When I did pick the needles back up, I wanted something completely mindless. Not a thought was floating though my head some non thought provoking knitting was needed.
Lying in amongst all the knitting stuff in my corner of the living room was a ziplock bag full of kitchen cotton - Lion Brand, Peaches n Creme and some Sugar n Creme. Usually a ballband dishcloth would have sprung forth from the needles but that required too much thinking
and certainly too much maths. (see the orange/green at f the bottom right hand corner of the bag? Thats my oldest cotton! Proper vintage stuff!)
Anyway, I digress. I decided in my delirium that it would be great if I could knit up that whole bag while I was recouperating. Never one to shy away from a challenge, even a sickness induced one, I set to work.
Every single scrap of cotton in the bag was used - some of the cloths look a bit weird (that'll be the top middle one) but I was getting a bit desperate towards the end.
I have to say that I'm rather chuffed with myself.
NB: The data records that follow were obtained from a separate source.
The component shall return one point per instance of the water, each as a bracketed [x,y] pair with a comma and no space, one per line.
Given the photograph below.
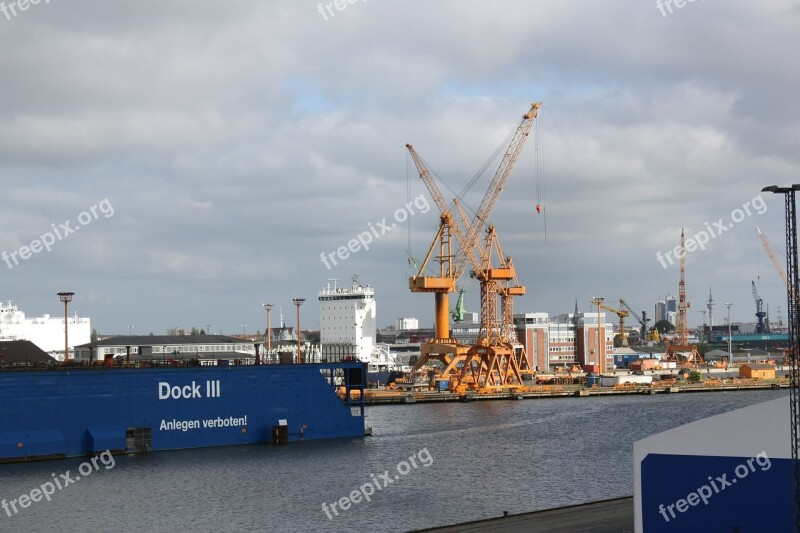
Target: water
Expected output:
[482,458]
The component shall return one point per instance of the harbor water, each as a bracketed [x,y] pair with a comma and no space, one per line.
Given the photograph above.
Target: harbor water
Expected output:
[425,465]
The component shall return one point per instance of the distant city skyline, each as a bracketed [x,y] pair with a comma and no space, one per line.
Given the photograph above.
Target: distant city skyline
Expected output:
[203,162]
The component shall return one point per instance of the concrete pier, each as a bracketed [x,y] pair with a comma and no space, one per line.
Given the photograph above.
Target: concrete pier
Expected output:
[608,516]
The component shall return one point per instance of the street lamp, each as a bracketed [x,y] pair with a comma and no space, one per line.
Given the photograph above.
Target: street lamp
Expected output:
[298,302]
[598,301]
[730,352]
[794,334]
[66,297]
[268,307]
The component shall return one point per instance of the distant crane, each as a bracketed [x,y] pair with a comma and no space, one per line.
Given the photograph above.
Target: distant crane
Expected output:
[682,351]
[643,320]
[622,314]
[458,313]
[492,360]
[762,327]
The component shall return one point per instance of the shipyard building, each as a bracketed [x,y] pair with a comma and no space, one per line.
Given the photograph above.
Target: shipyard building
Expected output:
[46,332]
[565,340]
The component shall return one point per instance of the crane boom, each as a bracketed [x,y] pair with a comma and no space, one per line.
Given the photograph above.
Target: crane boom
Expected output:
[622,315]
[426,177]
[773,257]
[481,217]
[642,320]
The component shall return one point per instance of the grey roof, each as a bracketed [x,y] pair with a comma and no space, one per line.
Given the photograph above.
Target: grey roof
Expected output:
[162,340]
[23,352]
[758,366]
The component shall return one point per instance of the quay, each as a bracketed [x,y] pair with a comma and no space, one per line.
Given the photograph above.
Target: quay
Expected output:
[388,396]
[606,516]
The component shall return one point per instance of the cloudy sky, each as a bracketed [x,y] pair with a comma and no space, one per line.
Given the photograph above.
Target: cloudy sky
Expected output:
[209,152]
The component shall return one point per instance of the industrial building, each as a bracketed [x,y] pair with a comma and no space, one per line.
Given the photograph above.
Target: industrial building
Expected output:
[757,371]
[565,340]
[205,348]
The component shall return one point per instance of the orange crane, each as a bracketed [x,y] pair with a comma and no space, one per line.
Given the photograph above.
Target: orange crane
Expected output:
[773,257]
[682,351]
[451,266]
[622,315]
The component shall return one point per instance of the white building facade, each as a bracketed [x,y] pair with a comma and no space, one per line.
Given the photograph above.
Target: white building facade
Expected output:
[46,332]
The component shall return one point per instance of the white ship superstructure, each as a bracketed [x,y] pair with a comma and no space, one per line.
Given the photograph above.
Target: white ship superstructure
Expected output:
[46,332]
[347,320]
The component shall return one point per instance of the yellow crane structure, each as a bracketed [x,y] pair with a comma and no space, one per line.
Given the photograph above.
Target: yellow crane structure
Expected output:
[782,273]
[681,351]
[622,315]
[481,368]
[773,257]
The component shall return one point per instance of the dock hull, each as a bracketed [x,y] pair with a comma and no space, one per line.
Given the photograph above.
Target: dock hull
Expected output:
[78,412]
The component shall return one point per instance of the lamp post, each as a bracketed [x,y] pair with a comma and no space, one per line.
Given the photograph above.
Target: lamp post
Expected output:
[730,352]
[794,335]
[298,302]
[268,307]
[66,297]
[598,300]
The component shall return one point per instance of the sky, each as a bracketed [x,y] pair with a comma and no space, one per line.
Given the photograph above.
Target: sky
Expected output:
[179,163]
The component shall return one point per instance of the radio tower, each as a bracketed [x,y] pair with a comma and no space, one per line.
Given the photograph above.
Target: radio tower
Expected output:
[710,306]
[683,332]
[680,350]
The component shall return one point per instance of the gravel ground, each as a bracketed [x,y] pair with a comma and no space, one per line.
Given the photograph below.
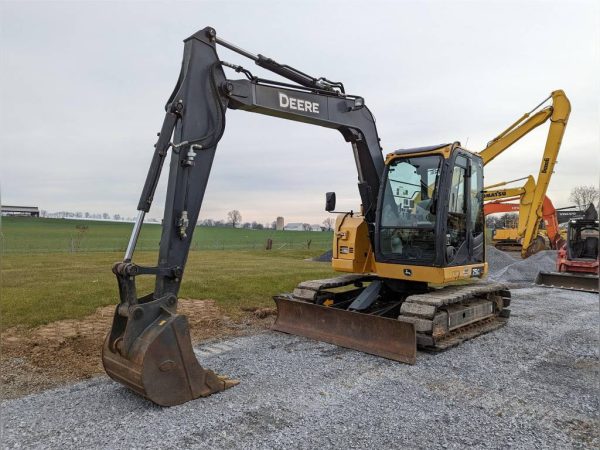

I managed to accomplish two things with this challenge - I emptied an entire bag of scraps and, most importantly, I have a willing recipient for the cloths.
This isn't the only mad challenge I've done - I'm currently taking part in a literal Mad Dash on Ravelry. The aim is to get though 12,000 yards either solo or as part of a team. I had signed up as a solo player but after I talked my friend into taking part we're now Team Tweedle aka Tweedledum and Tweedledee!
We're splitting the yardage so have 6,000 yards to knit in 6 weeks. Thats about 125yards a day and it makes me officially behind. But the weekend is coming and I'll catch up then.
The plan is to get through the bulky yarn first - hats, cowls etc, and then try some multistranding. 3 strands of DK with a strand of sock yarn makes a lovely squishy fabric, but thats my last resort.
I'm trying to get rid of the lone rangers first, single skeins of this, two skeins of the other. It clears the stash out and you get some quick knits for the gift stash! Win win!!
Well, after many many months, the laptop is back! And you know what that means....half decent posts!!!
A few weeks ago, a fellow knitter and I joined a motley crew of knitters at the gorgeous Ballydugan Cottages for a weekend of learning. It was organised by the Textile studio and focused on continental knitting and pattern design.
While I didn't do much in the way of the designing (it was a "do as much or as little as you want" weekend) I did learn that ballband gauges are next to useless, always swatch and a lot of maths is required.
Instead, I knitting an entire project in continental stitch. (I know, I know, another dishcloth. Its not all I knit you know)
How did I find it? To be honest, it was awkward and slow to begin with, but once I got the hang of it I thought it was great. I put a repeat of "normal" knitting in the project and I can't see which was continental and which isn't.
As for the project itself, it had its ends woven in, picture taken and was rapidly gifted to Jo. She loves handmade washcloths and doesn't get time to make them for herself, so I gifted her this one.
I also managed to get a wip finished when I was there - an unphotographed barley hat and I started a sweater for my nephew.
All in all I think it was a rather productive weekend and I would certainly go again!